North West 200 euphoria

His first foray into road racing was at the Ulster Grand Prix in 2014 and he has since competed successfully at the North West 200, winning a Superbike race in 2017 and adding a 'big bike' double at this year's event in May.

"I could talk about my North West wins all day long. 2017 was great and while this year was maybe not as exciting for the crowd as I was further out in front, I wanted to go and demonstrate what I believed I could do.

"It was an awesome experience and the weather played its part - even the flag marshals were waving me on and the programmes were waving all the way round.

"I'm going to have to come back next year and try to extend my winning streak to five races, hopefully aboard the Ducati."
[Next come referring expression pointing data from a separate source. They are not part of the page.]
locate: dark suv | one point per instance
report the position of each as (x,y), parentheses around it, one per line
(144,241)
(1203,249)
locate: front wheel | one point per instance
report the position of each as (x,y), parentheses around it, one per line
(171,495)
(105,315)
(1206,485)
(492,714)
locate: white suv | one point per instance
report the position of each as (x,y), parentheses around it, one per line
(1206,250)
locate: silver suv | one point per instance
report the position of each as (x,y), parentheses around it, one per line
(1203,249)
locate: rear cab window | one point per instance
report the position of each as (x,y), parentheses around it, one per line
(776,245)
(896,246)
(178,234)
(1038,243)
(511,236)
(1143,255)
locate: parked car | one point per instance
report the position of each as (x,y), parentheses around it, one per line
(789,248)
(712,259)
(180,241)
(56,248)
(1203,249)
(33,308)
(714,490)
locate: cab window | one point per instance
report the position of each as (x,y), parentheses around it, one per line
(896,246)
Glenn Irwin has won three consecutive North West 200 Superbike races
Glenn Irwin has won three consecutive North West 200 Superbike races

Road racing perils bring 'anxiety'

The British Championship contender did consider bridging a three-year gap since his last appearance at the Ulster Grand Prix but has decided against taking part at the Dundrod meeting in August.

"The Ulster Grand Prix was talked about and road racing gives you a great buzz but when I finish the North West the first thing I think is 'thank goodness that's over' as it is such a risky game you are in for that week.

"To then think that you might be doing the Ulster brings with it that anxiety.

"The organisers got in contact and the team did consider it but my Be Wiser Ducati team have sponsors paying us to try and win the British Superbike Championship and that falls on my shoulders now.

"It would be foolish to jeopardise that by crashing at a race outside what our main target is. Maybe I'll do it again in the future."

BSB title ambition fires Irwin

Irwin lies fifth in the BSB standings, with two runners-up places his best finishes of the season so far, as he prepares to return this weekend to the Knockhill circuit where he suffered a significant arm injury in a practice crash 12 months ago.

"I thought about the crash the first few times I went through the chicane in testing but I have no psychological effects from it whatsoever and my arm is nearly fully functional again.

"I feel I have stepped up to be a championship contender but while I probably haven't fulfilled my potential yet this season there is definitely more to come.

"We went to Snetterton feeling comfortable and after a nice second position I was sure I was going to get my first win of the season in race two.

"That didn't happen obviously as Bradley (Ray) made a mistake and I got caught up in it but that's racing. My plan at Knockhill is to stop Leon Haslam's sequence of five race wins in a row and I believe I can do that.

"I'm quite a way back as regards points but in terms of showdown credits I am not so far behind. Knockhill is a strong Kawasaki track but I believe I can turn up and upset the applecart. It's not the strongest track for Ducati but I can go there and aim for wins."

Sibling rivalry in Ducati team

Andrew Irwin at Donington Park
Andrew Irwin was competing in World Supersport before being signed up by Be Wiser Ducati

After Shane Byrne sustained serious injuries in a testing crash in May, Irwin was joined in the Paul Bird Motorsport team by his younger brother Andrew, who fell off in race one at Snetterton, taking out three other riders in the process, but recovered to take 10th in race two.

"I spoke to Andrew before race one and told him these bikes are heavy with a full tank of fuel and there was a lot of slipstreaming on the first lap so it is so easy to get your braking marker wrong.

"When I came round on lap two the safety car was out and there were about four riders down and he was one of them.

"I kind of knew what had happened and it was just a little mistake he made. He was hard on himself for sure but showed the potential he has by finishing in the top 10 after starting at the back of the grid in race two.

"It's so strange having him as a team-mate but it's really good - it's a great opportunity for him and he's been so impressive and really, really fast.

"I believe in myself and now have the added motivation of being the team leader and having my little brother, a seriously fast and talented rider, as my team-mate. I don't want to be beaten by him, that's for sure."